3. Dont fergit to pee befor hid and seek.

The obsession with potty business makes me smile, but the narrow scope of their problems before now tugs at my heart.

The rules changed today.

I can hear car doors slamming outside, and I wonder if there are news cameras. Hensonville’s a sleepy little town. A purse snatching at the mall gets top billing on our one local TV station’s nightly news, and police don’t have much to do besides stop speeders . . . until today.

When kids start school here, moms worry about whether they’ll have somebody to sit with at the lunch table, or whether they’ll have a nice teacher—not whether they’ll come home.

My mother must be climbing the walls by now. I glance at Jake at the computer and wish I had a way to let her know I’m all right.

I turn back to Stutts and say casually, “I’m just going to fix these blinds where they’re twisted.”

He looks at the small gap in the blinds and says, “Go ahead.”

I reach for the problem spot, which is, conveniently, at eye level.

What I see takes my breath away.

There are police cars everywhere, people running, news trucks lining the curb, and SWAT team guys suiting up beside a dark-colored van. I’m sure we don’t have a SWAT team; they must have brought them in from somewhere else. Yellow crime scene tape has been used to block off the front of the building, and the parking lot’s been cleared.

There are two single-file lines of kids walking fast out of the building, with teachers and policemen walking beside them. They’re evacuating the school—getting as many kids as they can out of the reach of Brian Stutts. I’m guessing they decided not to empty the classrooms in our wing.

And then I see something that nearly drops me to my knees.

Four ambulances.

All lined up in a row in front of the school.

Waiting for victims of the shooter. Waiting to take them—us—to the hospital. Or to . . . My head spins, the scene blurs, and I reach out to steady myself on the windowsill. I take deep breaths, fighting the spell that threatens to pull me under.

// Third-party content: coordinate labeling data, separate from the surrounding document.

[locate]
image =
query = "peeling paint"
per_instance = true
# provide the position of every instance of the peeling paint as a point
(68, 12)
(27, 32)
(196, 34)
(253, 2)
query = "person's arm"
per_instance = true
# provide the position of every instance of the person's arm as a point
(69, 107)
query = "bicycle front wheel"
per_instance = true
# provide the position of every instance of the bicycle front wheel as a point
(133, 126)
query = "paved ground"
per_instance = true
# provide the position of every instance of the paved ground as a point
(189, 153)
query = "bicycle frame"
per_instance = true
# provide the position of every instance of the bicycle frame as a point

I turn to look at the children behind me working quietly, mostly unaware that their lives could be cut short at the whim of a madman.
Dear God, please help us find a way out of this.

I realize if I’m going to help these kids, I need to concentrate on the here and now. I straighten out the blinds and walk away from the window, but I’m careful not to look at Stutts. Maybe I was a fool to try to strike up a conversation with him when SWAT team guys are suiting up to protect themselves from him. My head tells me to stay away, but my gut says I have to make him see us as people, so he’ll know who we are. Maybe then it’ll be harder for him to—

I can’t think about that. I won’t let that picture into my head.